Coast to coast, mile by mile
Friends find adventure, inspiration on cross-country bicycle ride
Jim McMullen and Art McMurdie's 3,000-mile bicycle trek across the United States started as a later-in-life adventure to break up the monotony of retirement and prove that the two men and their three friends could still accomplish something even their younger selves might have found grueling.
But along the way, the group also found enlightenment, discovering people and places in the country they never knew existed.
Like the time an attorney in Marathon, Texas, population 455, had them to her home for dinner, or the time they signed a visitor book at a shop in Big Cane, La., and saw signatures from Norwegian cyclists who had completed the same trip.
McMurdie, 65, of Takoma Park, and McMullen took the trip with three friends McMullen met in the Peace Corps in the 1960s while stationed in the Philippines. In a small, ragged town in California the group happened across a Philippines-style restaurant. The restaurant owners reminded them of the Filipinos they helped in the Peace Corps more than 40 years ago.

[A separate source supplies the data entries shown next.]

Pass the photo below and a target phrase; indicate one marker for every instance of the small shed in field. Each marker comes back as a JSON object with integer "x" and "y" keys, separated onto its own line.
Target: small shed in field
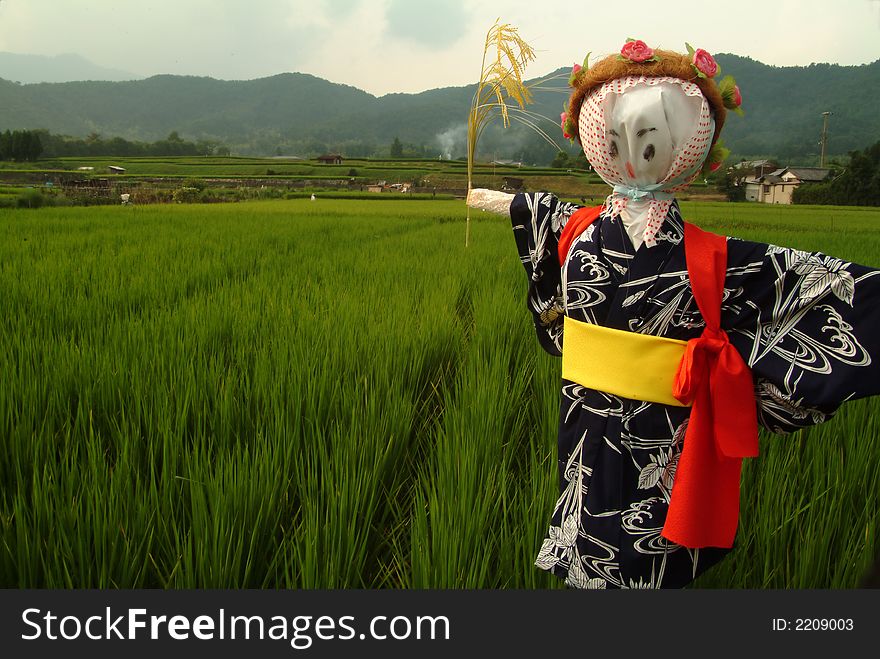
{"x": 777, "y": 186}
{"x": 511, "y": 183}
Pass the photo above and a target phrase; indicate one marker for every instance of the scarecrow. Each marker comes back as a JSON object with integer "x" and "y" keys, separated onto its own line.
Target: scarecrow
{"x": 675, "y": 343}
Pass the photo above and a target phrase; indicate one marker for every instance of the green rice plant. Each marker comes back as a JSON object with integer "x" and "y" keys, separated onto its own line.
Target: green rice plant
{"x": 291, "y": 394}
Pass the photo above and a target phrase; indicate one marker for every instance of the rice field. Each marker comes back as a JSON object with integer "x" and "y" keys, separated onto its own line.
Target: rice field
{"x": 338, "y": 394}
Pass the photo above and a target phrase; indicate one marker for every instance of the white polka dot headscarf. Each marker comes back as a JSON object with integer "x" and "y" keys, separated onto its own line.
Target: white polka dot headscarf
{"x": 687, "y": 162}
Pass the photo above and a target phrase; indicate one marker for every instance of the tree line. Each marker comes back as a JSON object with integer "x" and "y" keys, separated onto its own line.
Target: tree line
{"x": 30, "y": 145}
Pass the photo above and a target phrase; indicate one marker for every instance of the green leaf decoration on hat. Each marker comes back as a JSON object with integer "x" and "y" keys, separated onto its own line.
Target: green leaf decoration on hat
{"x": 730, "y": 95}
{"x": 717, "y": 155}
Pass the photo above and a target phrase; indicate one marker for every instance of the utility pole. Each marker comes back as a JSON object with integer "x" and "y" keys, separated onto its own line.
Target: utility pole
{"x": 824, "y": 137}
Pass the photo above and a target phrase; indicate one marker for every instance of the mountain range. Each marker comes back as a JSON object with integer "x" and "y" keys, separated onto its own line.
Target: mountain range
{"x": 68, "y": 67}
{"x": 299, "y": 114}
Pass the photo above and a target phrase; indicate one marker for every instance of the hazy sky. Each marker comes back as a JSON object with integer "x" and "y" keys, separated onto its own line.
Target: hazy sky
{"x": 387, "y": 46}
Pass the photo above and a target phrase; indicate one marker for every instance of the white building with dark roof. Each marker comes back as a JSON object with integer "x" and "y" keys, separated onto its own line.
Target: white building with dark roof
{"x": 777, "y": 186}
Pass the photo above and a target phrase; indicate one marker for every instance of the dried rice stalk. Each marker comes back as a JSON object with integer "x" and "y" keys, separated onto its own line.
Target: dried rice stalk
{"x": 505, "y": 56}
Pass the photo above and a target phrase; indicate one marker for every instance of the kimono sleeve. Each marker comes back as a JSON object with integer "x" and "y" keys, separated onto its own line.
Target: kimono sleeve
{"x": 537, "y": 219}
{"x": 808, "y": 325}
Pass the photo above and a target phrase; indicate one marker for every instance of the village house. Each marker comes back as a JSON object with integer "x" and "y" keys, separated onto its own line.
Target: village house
{"x": 510, "y": 183}
{"x": 777, "y": 186}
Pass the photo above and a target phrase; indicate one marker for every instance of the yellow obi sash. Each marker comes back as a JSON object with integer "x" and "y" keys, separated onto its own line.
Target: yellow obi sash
{"x": 626, "y": 364}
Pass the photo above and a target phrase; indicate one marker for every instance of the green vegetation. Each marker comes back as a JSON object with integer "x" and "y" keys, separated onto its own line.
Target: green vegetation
{"x": 20, "y": 145}
{"x": 337, "y": 394}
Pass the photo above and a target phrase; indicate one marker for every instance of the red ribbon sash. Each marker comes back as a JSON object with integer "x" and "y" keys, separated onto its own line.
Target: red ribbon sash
{"x": 712, "y": 376}
{"x": 576, "y": 225}
{"x": 723, "y": 425}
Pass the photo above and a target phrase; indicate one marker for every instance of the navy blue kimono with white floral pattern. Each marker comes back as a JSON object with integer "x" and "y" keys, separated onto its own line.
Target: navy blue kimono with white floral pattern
{"x": 807, "y": 324}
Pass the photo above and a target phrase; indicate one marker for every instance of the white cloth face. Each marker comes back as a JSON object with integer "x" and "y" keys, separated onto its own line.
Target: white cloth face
{"x": 645, "y": 126}
{"x": 646, "y": 137}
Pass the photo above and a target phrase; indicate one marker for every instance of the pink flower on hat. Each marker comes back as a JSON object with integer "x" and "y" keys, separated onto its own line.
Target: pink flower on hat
{"x": 636, "y": 51}
{"x": 737, "y": 97}
{"x": 563, "y": 118}
{"x": 704, "y": 63}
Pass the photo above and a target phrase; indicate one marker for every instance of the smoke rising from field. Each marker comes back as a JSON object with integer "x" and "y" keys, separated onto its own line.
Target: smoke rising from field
{"x": 453, "y": 141}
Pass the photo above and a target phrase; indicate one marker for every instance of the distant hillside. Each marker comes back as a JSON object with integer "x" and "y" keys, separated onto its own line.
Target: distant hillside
{"x": 60, "y": 68}
{"x": 299, "y": 114}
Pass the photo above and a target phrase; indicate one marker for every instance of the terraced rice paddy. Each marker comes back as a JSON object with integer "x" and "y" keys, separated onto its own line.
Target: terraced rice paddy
{"x": 337, "y": 394}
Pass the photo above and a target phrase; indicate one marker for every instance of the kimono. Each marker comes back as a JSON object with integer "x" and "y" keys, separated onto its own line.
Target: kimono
{"x": 807, "y": 325}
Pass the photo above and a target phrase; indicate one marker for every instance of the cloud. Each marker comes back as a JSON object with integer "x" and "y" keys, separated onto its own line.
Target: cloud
{"x": 433, "y": 24}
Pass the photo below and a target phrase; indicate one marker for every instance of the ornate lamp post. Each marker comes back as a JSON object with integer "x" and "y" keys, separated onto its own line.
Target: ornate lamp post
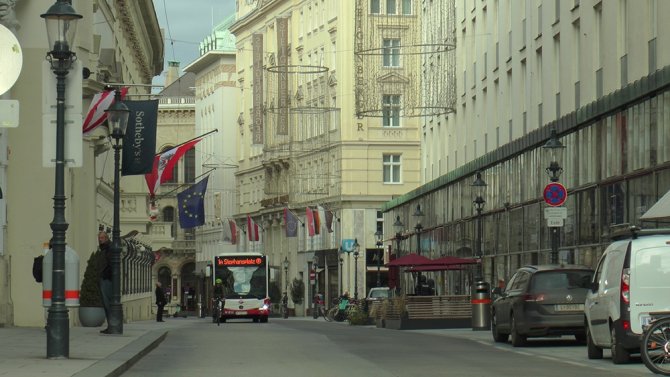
{"x": 479, "y": 187}
{"x": 379, "y": 236}
{"x": 398, "y": 227}
{"x": 554, "y": 152}
{"x": 315, "y": 264}
{"x": 285, "y": 295}
{"x": 286, "y": 264}
{"x": 61, "y": 22}
{"x": 341, "y": 274}
{"x": 356, "y": 253}
{"x": 117, "y": 118}
{"x": 418, "y": 215}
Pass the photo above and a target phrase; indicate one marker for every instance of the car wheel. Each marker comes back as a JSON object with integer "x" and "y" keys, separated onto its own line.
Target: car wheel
{"x": 518, "y": 340}
{"x": 497, "y": 335}
{"x": 593, "y": 351}
{"x": 619, "y": 354}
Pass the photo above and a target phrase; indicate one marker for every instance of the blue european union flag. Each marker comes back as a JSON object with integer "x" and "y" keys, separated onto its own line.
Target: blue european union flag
{"x": 191, "y": 204}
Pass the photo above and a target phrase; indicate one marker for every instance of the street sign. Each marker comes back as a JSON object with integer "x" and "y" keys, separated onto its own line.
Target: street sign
{"x": 556, "y": 213}
{"x": 555, "y": 194}
{"x": 554, "y": 222}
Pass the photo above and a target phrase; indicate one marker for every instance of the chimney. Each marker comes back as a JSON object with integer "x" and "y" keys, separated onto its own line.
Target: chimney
{"x": 172, "y": 73}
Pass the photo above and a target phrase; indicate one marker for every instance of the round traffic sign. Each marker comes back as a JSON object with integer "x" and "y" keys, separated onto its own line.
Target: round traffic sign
{"x": 555, "y": 194}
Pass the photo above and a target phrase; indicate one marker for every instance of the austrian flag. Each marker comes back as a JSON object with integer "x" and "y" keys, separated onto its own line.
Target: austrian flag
{"x": 164, "y": 164}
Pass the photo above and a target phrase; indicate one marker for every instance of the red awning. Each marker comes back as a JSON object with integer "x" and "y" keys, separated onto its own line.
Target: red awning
{"x": 410, "y": 260}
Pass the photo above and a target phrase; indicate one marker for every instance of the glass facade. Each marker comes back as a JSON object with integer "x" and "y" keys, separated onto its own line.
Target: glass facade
{"x": 615, "y": 169}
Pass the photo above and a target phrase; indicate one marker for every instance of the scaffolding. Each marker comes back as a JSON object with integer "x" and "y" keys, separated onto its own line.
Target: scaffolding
{"x": 405, "y": 58}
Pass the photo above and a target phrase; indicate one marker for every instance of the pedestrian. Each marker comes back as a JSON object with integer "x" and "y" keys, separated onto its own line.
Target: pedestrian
{"x": 160, "y": 301}
{"x": 106, "y": 288}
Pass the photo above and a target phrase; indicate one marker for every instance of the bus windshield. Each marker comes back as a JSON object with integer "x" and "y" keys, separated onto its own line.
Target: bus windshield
{"x": 242, "y": 276}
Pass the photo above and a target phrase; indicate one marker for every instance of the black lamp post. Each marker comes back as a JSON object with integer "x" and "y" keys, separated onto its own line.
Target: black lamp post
{"x": 61, "y": 22}
{"x": 341, "y": 274}
{"x": 315, "y": 264}
{"x": 555, "y": 150}
{"x": 285, "y": 296}
{"x": 418, "y": 215}
{"x": 356, "y": 253}
{"x": 398, "y": 227}
{"x": 379, "y": 236}
{"x": 117, "y": 118}
{"x": 286, "y": 264}
{"x": 480, "y": 188}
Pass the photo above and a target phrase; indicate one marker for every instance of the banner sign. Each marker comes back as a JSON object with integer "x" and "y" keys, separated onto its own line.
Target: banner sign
{"x": 139, "y": 142}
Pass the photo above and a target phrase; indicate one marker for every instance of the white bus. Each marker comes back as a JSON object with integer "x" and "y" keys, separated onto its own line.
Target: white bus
{"x": 244, "y": 277}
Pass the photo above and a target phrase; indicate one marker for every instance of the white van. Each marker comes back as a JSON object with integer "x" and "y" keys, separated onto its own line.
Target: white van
{"x": 632, "y": 279}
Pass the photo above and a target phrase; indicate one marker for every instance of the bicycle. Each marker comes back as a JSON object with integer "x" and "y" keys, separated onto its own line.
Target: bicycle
{"x": 655, "y": 346}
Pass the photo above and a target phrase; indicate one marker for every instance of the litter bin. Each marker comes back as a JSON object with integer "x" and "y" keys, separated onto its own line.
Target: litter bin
{"x": 481, "y": 306}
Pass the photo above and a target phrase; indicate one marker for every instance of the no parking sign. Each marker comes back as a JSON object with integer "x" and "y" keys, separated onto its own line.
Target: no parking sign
{"x": 555, "y": 194}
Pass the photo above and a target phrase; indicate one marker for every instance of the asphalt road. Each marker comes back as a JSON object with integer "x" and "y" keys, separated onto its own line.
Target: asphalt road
{"x": 317, "y": 348}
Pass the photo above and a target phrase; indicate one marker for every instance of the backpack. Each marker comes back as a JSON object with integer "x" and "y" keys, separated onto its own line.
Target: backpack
{"x": 37, "y": 268}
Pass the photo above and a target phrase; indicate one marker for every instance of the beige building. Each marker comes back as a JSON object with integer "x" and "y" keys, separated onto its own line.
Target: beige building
{"x": 594, "y": 71}
{"x": 301, "y": 142}
{"x": 215, "y": 115}
{"x": 118, "y": 42}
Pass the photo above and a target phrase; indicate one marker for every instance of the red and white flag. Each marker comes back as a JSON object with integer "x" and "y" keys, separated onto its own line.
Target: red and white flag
{"x": 309, "y": 220}
{"x": 233, "y": 231}
{"x": 252, "y": 229}
{"x": 164, "y": 165}
{"x": 96, "y": 112}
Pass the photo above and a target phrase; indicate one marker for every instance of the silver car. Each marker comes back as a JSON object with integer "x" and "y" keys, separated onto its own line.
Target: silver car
{"x": 539, "y": 301}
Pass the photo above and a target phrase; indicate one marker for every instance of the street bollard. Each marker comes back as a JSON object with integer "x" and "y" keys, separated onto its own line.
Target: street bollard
{"x": 481, "y": 306}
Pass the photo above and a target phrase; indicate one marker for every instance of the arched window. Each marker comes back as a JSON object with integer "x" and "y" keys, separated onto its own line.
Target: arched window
{"x": 168, "y": 214}
{"x": 189, "y": 166}
{"x": 175, "y": 170}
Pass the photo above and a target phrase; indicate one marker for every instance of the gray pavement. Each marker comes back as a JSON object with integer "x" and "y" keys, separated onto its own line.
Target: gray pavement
{"x": 23, "y": 350}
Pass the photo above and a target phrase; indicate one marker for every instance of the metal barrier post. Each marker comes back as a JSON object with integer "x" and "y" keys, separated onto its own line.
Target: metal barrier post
{"x": 481, "y": 306}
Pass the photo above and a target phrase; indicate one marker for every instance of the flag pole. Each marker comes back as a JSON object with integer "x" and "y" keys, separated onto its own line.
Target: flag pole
{"x": 190, "y": 140}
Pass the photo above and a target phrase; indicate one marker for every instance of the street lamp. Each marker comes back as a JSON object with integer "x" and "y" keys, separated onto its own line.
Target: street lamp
{"x": 286, "y": 263}
{"x": 61, "y": 22}
{"x": 341, "y": 274}
{"x": 117, "y": 118}
{"x": 315, "y": 263}
{"x": 398, "y": 227}
{"x": 379, "y": 236}
{"x": 356, "y": 253}
{"x": 554, "y": 151}
{"x": 479, "y": 186}
{"x": 285, "y": 296}
{"x": 418, "y": 215}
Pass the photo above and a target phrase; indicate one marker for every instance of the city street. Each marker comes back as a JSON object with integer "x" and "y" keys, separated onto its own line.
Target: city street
{"x": 308, "y": 347}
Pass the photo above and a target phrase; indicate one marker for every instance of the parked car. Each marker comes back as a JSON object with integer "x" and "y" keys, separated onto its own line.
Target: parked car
{"x": 544, "y": 300}
{"x": 632, "y": 279}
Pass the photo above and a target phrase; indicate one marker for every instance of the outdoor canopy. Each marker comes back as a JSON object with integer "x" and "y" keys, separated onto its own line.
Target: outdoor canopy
{"x": 660, "y": 210}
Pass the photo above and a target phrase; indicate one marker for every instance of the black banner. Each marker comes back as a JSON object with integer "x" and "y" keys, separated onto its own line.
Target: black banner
{"x": 139, "y": 142}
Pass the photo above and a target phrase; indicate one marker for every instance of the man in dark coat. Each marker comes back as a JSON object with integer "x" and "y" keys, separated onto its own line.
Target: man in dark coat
{"x": 160, "y": 301}
{"x": 105, "y": 247}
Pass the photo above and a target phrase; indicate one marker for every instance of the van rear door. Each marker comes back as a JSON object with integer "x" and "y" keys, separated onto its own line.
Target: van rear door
{"x": 649, "y": 279}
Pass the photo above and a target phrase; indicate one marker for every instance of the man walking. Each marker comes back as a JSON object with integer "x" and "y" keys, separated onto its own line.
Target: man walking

"We said, Jesus, the Peace Corps should be here!'" McMullen said, recalling rural, undeveloped towns along the Florida panhandle.
Most nights they stayed in motels but some nights, depending on where they ended up, they would camp out in places such as the front lawn of a historical society building in Louisiana and at a community center in Texas.
The route, which McMullen found in a popular cycling magazine, took them across the southeast and southwest United States, through poor agricultural communities and barren desert towns along the Mexican border.
On a rotating schedule, four of the men would bike between 50 and 75 miles per day, while the fifth would drive a large van they bought to carry luggage and take them home. The van still sits outside McMullen's house, the odor of sweat still evident. The only amenity, a cardboard box of travel guides and books they call their "library," was still sitting near the front seat.
The trip was about 3,100 miles with each cyclist pedaling about 2,500 miles. The group completed the trip April 27 with a dip in the Pacific Ocean.
McMurdie and McMullen, friends of more than 30 years, trained all winter, cycling about 120 miles a week, often along Beach Drive in Silver Spring.
"I thought he was nuts," said McMurdie's wife, Ellen, of Art's decision to go on the trip.
Their wives followed their progress on GoogleEarth, getting an up-close glimpse of their travels in real time thanks to a Global Positioning System McMullen wore on his arm. McMullen's wife, Betty Scott, liked keeping tabs on her husband but enjoyed the two months of freedom as well.
"I sort of equated it to when you go away to college," Scott joked. "It was very liberating in some respects but I was happy to see him home safe and sound."
McMurdie, a less avid cyclist than McMullen, did worry he wouldn't make it, but once the group neared the California border, theirspirits definitely improved.
"The tone changed in Arizona when we realized we were going to make it; the energy really went up," said McMurdie, a former historic preservationist and photographer.
Appreciation of the physical accomplishment of the trip may have come late for the men – preceded by photographs of different towns and beautiful scenery, the most recent photograph on the trip's Web site shows the men flexing with their shirts off – but it wasn't totally lost.
Even for active seniors, there was pride in feeling young again — just not too young.
"[At the beginning of the trip] we said, Hey let's see if we can get the body of a teenager.' It doesn't quite work out like that," he said.
"We ended up just getting good bodies for 65-year-olds," McMurdie interjected with a laugh.